Exploring $G$-ality defects in 2-dim QFTs

TL;DR

This paper investigates the classification and physical implications of $G$-ality defects in 2D quantum field theories, generalizing non-invertible symmetries through twisted gauging and analyzing concrete examples with fusion categories.

Contribution

It introduces the concept of $G$-ality defects in 2D QFTs, extending non-invertible symmetries via twisted gauging and provides explicit classifications and anomaly analyses for various examples.

Findings

Classified $G$-ality defects for specific groups like triality, $p$-ality, and $S_3$-ality.

Determined anomalies and spin selection rules for these defects.

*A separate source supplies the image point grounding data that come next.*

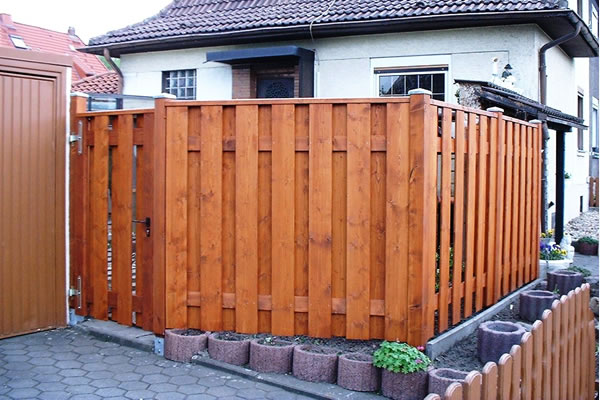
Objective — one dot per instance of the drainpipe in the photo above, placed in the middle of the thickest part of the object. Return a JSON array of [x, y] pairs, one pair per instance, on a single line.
[[546, 136], [114, 66]]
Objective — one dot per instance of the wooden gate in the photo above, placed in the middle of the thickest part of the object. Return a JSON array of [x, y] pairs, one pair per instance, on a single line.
[[32, 191]]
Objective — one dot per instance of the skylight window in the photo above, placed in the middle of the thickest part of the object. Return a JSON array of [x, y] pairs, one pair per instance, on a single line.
[[18, 42]]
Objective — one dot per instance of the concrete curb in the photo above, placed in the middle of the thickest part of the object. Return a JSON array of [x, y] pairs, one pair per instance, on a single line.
[[321, 391], [446, 340], [113, 332]]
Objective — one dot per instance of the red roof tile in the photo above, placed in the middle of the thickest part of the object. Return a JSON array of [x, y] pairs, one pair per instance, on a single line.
[[45, 40]]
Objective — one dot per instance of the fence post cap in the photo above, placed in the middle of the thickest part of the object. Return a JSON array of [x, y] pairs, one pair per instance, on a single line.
[[165, 96], [419, 91], [79, 94]]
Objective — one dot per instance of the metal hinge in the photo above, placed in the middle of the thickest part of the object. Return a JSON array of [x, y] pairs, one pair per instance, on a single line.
[[78, 137]]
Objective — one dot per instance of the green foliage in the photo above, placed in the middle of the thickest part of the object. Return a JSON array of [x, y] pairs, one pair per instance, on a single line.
[[588, 240], [400, 358]]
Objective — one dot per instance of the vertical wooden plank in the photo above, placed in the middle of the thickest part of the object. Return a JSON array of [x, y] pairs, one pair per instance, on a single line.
[[473, 382], [396, 222], [538, 352], [481, 212], [471, 216], [176, 217], [211, 217], [122, 164], [246, 223], [358, 222], [504, 377], [459, 222], [446, 186], [143, 243], [489, 389], [99, 218], [422, 219], [320, 202], [509, 210], [283, 219]]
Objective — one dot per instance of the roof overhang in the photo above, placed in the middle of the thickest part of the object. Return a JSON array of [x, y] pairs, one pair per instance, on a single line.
[[248, 56], [555, 23]]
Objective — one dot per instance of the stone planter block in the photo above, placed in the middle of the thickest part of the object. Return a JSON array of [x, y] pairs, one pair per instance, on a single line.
[[230, 351], [400, 386], [495, 338], [532, 304], [564, 281], [271, 358], [315, 367], [441, 378], [180, 346], [357, 372]]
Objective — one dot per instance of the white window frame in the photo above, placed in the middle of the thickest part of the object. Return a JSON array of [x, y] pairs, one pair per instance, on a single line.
[[411, 62]]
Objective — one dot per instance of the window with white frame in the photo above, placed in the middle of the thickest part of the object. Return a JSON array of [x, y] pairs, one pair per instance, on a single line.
[[181, 83], [399, 81]]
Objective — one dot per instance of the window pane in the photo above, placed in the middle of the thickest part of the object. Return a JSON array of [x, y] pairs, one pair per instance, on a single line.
[[425, 81], [399, 86], [385, 85], [411, 82], [438, 83]]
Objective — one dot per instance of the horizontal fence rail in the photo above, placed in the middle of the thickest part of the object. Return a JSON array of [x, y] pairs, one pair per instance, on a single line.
[[555, 361], [362, 218]]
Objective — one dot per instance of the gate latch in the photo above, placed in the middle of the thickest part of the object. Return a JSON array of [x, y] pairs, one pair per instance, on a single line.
[[146, 221], [78, 137]]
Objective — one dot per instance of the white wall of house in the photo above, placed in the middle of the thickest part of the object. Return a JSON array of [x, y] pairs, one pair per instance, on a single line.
[[344, 67]]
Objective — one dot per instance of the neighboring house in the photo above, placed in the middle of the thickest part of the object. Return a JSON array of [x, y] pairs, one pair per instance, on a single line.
[[226, 49], [33, 38]]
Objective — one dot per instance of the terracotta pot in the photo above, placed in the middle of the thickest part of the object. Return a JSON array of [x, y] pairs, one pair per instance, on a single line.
[[275, 357], [315, 364], [357, 372], [400, 386], [182, 344], [230, 351]]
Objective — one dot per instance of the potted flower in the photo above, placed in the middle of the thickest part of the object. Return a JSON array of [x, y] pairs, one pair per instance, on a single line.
[[405, 370], [588, 246], [552, 257]]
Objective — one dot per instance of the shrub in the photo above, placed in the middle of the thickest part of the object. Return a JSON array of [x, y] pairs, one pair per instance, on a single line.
[[400, 357]]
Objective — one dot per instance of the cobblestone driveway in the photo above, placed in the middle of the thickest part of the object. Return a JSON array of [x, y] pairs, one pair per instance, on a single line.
[[65, 364]]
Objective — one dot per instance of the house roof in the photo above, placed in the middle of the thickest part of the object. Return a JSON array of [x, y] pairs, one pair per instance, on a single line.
[[193, 23], [46, 40], [108, 83]]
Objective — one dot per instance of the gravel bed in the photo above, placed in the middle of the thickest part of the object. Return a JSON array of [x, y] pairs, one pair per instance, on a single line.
[[584, 225]]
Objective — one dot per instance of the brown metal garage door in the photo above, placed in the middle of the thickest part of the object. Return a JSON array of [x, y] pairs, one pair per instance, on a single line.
[[32, 185]]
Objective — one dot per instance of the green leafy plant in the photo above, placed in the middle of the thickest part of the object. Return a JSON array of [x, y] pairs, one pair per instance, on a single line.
[[400, 358]]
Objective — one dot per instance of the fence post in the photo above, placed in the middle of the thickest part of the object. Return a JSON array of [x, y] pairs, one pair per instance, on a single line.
[[158, 212], [422, 216], [78, 194]]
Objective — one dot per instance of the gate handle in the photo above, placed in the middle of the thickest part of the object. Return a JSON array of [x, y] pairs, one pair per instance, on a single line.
[[146, 221]]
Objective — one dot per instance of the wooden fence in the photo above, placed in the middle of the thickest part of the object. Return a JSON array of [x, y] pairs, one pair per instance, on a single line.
[[307, 216], [554, 362], [594, 191]]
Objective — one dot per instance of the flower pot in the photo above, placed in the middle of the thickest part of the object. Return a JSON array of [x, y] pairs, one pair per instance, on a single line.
[[275, 356], [315, 364], [229, 347], [441, 378], [495, 338], [588, 249], [564, 281], [182, 344], [357, 372], [399, 386]]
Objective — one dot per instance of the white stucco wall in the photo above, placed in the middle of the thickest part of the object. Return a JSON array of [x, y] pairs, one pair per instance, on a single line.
[[344, 68]]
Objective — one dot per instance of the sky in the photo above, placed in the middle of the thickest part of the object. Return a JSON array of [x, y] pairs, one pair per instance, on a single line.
[[90, 18]]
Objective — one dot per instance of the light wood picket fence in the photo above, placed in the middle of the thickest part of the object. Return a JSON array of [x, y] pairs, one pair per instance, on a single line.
[[555, 361]]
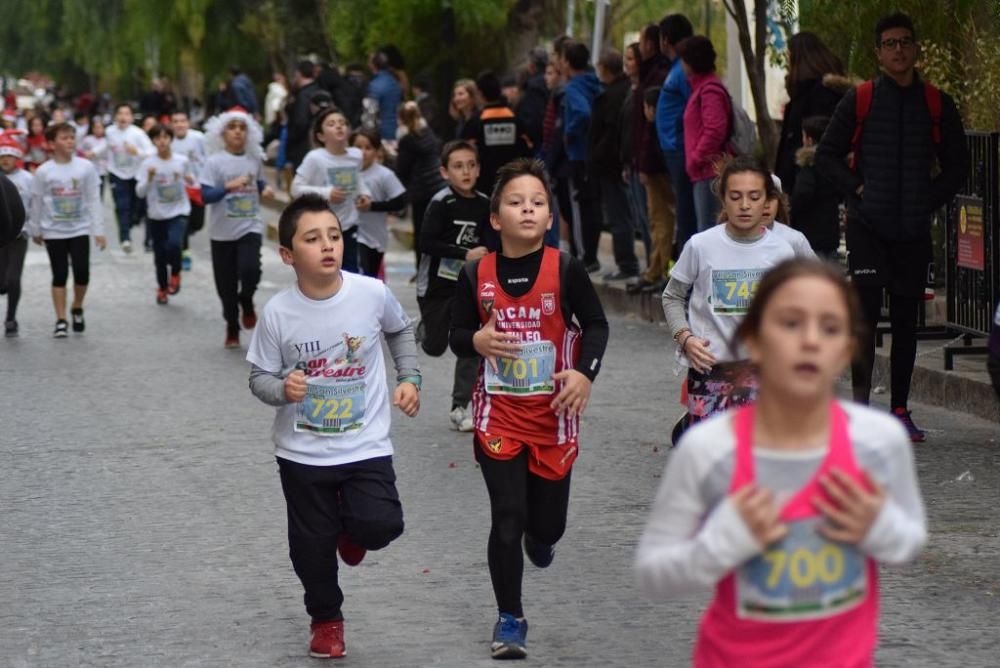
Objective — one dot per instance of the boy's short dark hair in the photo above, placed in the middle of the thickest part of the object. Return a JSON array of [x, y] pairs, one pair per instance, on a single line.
[[815, 126], [651, 96], [54, 130], [577, 55], [456, 145], [674, 28], [489, 86], [897, 20], [160, 129], [289, 220], [514, 169]]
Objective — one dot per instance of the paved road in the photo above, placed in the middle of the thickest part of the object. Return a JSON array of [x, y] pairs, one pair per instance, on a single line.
[[143, 524]]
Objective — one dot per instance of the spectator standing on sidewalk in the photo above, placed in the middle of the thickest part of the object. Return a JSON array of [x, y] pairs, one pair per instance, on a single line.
[[892, 195], [606, 165]]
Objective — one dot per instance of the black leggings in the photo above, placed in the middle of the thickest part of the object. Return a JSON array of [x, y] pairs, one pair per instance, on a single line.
[[62, 253], [903, 327], [520, 502], [11, 266]]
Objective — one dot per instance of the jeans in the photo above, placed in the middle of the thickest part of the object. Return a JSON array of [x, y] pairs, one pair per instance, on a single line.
[[618, 216], [685, 217], [126, 206], [706, 204], [167, 236]]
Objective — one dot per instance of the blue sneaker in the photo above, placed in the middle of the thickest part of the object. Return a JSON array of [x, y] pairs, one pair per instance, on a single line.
[[540, 554], [509, 637]]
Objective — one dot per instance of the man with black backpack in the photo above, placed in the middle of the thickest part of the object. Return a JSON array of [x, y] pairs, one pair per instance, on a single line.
[[908, 158]]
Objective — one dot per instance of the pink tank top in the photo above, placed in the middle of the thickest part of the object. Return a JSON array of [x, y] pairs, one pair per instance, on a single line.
[[806, 601]]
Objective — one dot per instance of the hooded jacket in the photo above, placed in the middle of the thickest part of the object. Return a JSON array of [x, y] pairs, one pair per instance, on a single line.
[[578, 103]]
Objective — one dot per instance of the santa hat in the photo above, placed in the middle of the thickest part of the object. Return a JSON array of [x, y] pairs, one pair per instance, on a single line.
[[215, 125], [9, 146]]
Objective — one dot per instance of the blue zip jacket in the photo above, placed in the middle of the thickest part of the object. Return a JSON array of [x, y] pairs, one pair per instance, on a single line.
[[577, 104], [670, 108]]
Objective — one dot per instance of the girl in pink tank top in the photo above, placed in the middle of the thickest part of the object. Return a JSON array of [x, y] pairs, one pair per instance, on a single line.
[[795, 570]]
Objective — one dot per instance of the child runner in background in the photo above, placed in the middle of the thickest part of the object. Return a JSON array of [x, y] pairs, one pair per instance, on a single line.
[[12, 255], [189, 143], [451, 235], [387, 195], [163, 180], [317, 356], [128, 146], [67, 210], [786, 506], [517, 310], [334, 172], [232, 181], [714, 280], [94, 147]]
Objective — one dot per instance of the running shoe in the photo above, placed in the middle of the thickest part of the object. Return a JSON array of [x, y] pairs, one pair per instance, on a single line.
[[327, 640], [249, 317], [350, 553], [539, 554], [916, 434], [460, 419], [510, 636], [232, 336]]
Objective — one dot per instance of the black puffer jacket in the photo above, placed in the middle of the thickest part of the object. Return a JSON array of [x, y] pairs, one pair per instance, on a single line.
[[812, 98], [897, 160]]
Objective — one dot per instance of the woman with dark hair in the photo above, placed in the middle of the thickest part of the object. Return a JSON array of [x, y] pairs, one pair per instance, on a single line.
[[815, 83], [707, 125]]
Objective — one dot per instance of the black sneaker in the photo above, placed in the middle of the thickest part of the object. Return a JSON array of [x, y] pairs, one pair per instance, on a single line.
[[540, 554]]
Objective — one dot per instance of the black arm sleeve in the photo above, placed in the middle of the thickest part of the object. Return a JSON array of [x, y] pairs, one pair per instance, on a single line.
[[464, 312], [394, 204], [953, 155], [585, 306]]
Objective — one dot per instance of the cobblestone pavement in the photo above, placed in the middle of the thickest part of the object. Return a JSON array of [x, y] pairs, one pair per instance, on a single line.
[[143, 523]]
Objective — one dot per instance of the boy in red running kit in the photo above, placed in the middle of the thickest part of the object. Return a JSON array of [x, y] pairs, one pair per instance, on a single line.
[[517, 311]]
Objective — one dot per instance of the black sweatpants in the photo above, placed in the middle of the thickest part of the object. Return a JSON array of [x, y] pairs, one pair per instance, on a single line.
[[520, 502], [322, 502], [236, 265], [903, 325]]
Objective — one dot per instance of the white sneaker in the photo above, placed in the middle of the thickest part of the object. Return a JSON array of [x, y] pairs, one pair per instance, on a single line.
[[460, 419]]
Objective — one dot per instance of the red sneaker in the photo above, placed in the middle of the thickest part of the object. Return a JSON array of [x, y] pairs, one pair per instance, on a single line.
[[351, 554], [327, 640]]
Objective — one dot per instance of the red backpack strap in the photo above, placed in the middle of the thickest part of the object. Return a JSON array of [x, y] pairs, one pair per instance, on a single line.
[[862, 105], [933, 96]]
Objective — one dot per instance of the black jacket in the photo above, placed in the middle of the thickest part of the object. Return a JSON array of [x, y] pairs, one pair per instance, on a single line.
[[815, 204], [812, 98], [605, 124], [418, 158], [897, 161]]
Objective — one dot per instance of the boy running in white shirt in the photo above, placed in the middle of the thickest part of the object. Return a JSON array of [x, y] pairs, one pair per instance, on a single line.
[[163, 179], [316, 355], [67, 210]]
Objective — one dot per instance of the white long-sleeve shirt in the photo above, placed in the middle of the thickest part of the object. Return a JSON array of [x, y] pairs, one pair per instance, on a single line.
[[695, 536], [67, 200]]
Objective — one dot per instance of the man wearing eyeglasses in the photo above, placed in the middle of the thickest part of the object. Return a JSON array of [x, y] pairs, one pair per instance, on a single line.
[[907, 158]]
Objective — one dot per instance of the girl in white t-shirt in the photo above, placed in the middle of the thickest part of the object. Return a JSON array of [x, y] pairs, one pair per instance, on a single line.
[[387, 195], [712, 285], [787, 506]]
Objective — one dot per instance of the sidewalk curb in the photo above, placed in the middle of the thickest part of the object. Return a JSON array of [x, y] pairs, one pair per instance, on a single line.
[[948, 390]]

Identified minimal parameters for the existence of certain $G$-ality symmetries.

Abstract

The Tambara-Yamagami (TY) fusion category symmetry $\text{TY}(\mathbb{A},\chi,\epsilon)$ describes the enhanced non-invertible self-duality symmetry of a $2$-dim QFT under gauging a finite Abelian group $\mathbb{A}$. We generalize the enhanced non-invertible symmetries by considering twisted gauging which allows stacking $\mathbb{A}$-SPTs before and after the gauging. Such non-invertible symmetries can be obtained from invertible anyon permutation symmetries of the $3$-dim SymTFT. Consider a finite group $G$ formed by (un)twisted gaugings of $\mathbb{A}$, a $2$-dim QFT invariant under topological manipulations in $G$ admits non-invertible \textit{$G$-ality defects}. We study the classification and the physical implication of the $G$-ality defects using the SymTFT and the group-theoretical fusion categories, with three concrete examples. 1) Triality with $\mathbb{A} = \mathbb{Z}_N \times \mathbb{Z}_N$ where $N$ is coprime with $3$. The classification was previously determined by Jordan and Larson where the data is similar to the $\text{TY}$ fusion categories, and we determine the anomaly of these fusion categories. 2) $p$-ality with $\mathbb{A} = \mathbb{Z}_p \times \mathbb{Z}_p$ where $p$ is an odd prime. We consider two such categories $\mathcal{P}_{\pm,m}$ which are distinguished by different choices of the symmetry fractionalization, a new data that does not appear in the TY classification, and show that they have distinct anomaly structures and spin selection rules. 3) $S_3$-ality with $\mathbb{A} = \mathbb{Z}_N \times \mathbb{Z}_N$. We study their classification explicitly for $N < 20$ via SymTFT, and provide a group-theoretical construction for certain $N$. We find $N=5$ is the minimal $N$ to admit an $S_3$-ality and $N=11$ is the minimal $N$ to admit a group-theoretical $S_3$-ality.